The affects of hydrogen embrittlement on cold headed threaded studs.
I have a supplier that cold heads studs for an insert molding operation. These studs have a one inch long, 5/16 - 18 NC-2A thread on one end, a 1/8 thick by .600 inch diameter flange in the middle, and a 3/8 long by .400 inch long diameter shank on the other end that is sheared open into a tripod shape that holds the stud in place after the stud is insert molded in place using a phenolic material. This stud is made out of 1022 cold rolled steel and is zinc plated through the electrodeposit process. No heat treating is involved.
My question is hoe would hydrogen embrittlement affect the shear strength of the threaded stud as it is torqued to failure? If you had a suspect lot of parts that may have been subjected to this phenomenon, would you see a large difference in torque to failure values across the board or would you see a wide varience of torque values?
We have a situation where the majority (over 99%) of these studs are torque tested and will hold torque in excess 200 inch pounds. One failed at 120. Would this be a case of hydrogen embrittlement or should I be looking in a different direction?

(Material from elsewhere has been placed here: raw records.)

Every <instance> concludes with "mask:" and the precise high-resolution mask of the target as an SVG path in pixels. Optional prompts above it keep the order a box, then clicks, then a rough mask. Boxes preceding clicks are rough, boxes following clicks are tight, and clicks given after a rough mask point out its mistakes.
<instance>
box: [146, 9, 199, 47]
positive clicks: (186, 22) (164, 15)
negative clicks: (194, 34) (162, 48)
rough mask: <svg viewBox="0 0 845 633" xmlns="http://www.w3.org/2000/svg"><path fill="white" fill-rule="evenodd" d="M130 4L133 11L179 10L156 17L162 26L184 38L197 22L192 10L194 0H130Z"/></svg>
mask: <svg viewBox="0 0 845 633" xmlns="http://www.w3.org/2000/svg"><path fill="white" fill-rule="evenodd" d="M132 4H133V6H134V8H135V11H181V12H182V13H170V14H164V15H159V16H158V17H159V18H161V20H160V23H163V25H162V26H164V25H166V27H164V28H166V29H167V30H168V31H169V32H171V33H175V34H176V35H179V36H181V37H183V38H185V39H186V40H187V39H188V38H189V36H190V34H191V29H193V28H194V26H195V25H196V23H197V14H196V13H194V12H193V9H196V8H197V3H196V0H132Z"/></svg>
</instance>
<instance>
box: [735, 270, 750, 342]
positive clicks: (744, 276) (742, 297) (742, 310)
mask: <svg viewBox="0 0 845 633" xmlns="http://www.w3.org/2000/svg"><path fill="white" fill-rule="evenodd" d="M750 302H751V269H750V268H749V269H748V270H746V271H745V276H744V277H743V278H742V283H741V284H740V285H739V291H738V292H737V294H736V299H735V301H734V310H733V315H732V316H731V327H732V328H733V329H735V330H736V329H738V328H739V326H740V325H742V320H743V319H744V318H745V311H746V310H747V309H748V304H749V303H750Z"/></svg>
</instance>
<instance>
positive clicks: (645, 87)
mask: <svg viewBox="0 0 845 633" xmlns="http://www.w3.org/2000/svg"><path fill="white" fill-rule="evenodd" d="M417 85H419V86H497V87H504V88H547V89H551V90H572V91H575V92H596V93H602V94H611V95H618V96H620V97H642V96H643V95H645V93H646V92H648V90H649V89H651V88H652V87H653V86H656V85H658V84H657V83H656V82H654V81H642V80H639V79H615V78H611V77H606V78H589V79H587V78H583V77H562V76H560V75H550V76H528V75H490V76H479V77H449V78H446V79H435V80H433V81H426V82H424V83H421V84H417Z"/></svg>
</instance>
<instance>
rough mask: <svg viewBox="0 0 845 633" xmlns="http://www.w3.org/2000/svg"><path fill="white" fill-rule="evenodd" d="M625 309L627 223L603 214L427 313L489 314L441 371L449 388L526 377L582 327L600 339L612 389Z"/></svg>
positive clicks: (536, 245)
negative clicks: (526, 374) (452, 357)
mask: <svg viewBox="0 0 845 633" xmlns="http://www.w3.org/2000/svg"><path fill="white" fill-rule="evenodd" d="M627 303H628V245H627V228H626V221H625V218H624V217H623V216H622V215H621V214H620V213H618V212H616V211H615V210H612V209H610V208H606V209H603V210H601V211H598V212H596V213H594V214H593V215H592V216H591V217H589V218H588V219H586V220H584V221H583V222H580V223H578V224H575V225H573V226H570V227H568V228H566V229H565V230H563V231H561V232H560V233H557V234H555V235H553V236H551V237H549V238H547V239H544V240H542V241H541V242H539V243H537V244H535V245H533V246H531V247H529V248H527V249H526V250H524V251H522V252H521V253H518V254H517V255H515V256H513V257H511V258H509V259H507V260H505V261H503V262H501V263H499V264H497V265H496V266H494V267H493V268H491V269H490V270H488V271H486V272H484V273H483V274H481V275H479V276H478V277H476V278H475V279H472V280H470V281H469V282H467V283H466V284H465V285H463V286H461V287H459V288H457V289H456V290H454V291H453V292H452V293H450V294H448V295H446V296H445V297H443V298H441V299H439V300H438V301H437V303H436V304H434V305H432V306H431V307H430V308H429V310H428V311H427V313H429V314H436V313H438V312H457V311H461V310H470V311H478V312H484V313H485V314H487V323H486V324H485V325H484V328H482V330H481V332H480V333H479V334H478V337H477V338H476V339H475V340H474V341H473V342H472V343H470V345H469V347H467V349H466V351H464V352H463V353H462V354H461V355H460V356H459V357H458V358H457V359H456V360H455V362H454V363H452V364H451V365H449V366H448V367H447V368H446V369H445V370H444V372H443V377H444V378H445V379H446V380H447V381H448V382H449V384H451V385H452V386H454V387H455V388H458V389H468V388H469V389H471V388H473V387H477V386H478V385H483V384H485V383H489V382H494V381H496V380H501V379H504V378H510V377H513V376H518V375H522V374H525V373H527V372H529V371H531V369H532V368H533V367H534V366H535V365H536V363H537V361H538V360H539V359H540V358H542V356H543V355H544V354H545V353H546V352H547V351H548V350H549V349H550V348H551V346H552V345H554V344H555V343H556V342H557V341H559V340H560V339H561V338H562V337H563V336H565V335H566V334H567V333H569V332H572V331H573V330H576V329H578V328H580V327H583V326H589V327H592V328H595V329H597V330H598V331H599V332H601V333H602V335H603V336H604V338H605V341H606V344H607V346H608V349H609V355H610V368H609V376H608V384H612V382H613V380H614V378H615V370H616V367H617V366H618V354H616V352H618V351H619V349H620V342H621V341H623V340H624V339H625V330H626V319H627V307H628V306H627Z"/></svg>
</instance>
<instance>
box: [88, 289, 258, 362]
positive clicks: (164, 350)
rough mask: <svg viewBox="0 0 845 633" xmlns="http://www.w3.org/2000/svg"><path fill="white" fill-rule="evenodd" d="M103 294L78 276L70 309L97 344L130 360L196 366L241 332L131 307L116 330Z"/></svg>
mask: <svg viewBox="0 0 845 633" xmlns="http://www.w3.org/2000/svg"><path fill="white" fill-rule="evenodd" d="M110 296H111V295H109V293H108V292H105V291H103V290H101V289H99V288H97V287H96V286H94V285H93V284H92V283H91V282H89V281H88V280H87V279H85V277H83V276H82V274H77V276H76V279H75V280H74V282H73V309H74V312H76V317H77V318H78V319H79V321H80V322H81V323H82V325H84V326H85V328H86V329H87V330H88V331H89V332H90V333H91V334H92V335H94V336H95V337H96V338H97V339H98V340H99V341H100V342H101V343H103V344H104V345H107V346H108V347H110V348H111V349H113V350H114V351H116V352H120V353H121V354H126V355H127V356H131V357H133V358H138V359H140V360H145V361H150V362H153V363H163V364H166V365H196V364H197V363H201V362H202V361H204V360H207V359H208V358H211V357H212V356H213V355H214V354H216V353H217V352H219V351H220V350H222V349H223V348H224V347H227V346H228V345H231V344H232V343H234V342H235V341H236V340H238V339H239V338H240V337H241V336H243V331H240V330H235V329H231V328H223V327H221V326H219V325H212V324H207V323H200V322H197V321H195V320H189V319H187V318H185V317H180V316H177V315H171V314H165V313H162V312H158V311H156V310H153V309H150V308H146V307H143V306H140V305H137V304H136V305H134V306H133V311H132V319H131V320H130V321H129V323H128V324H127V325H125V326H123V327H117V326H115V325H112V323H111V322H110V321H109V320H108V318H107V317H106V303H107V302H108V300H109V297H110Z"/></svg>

I'm looking forward to seeing what other peoples thoughts are on this scenario.Joe Ufheil
- Chicago, Illinois, USA
I suspect a defect in the fastener, rather that H embrittlement. I'd mount the failed (along with a passed specimen) fastener and cross section, polish, etch, and inspect at 50 -200 X.
To what specification are you supplying these fasteners? With the major scandal about fasteners of 10 years ago, I believe that even the U.S. Congress got involved. And the platers of fasteners and the aerospace industry was sure running around for a while.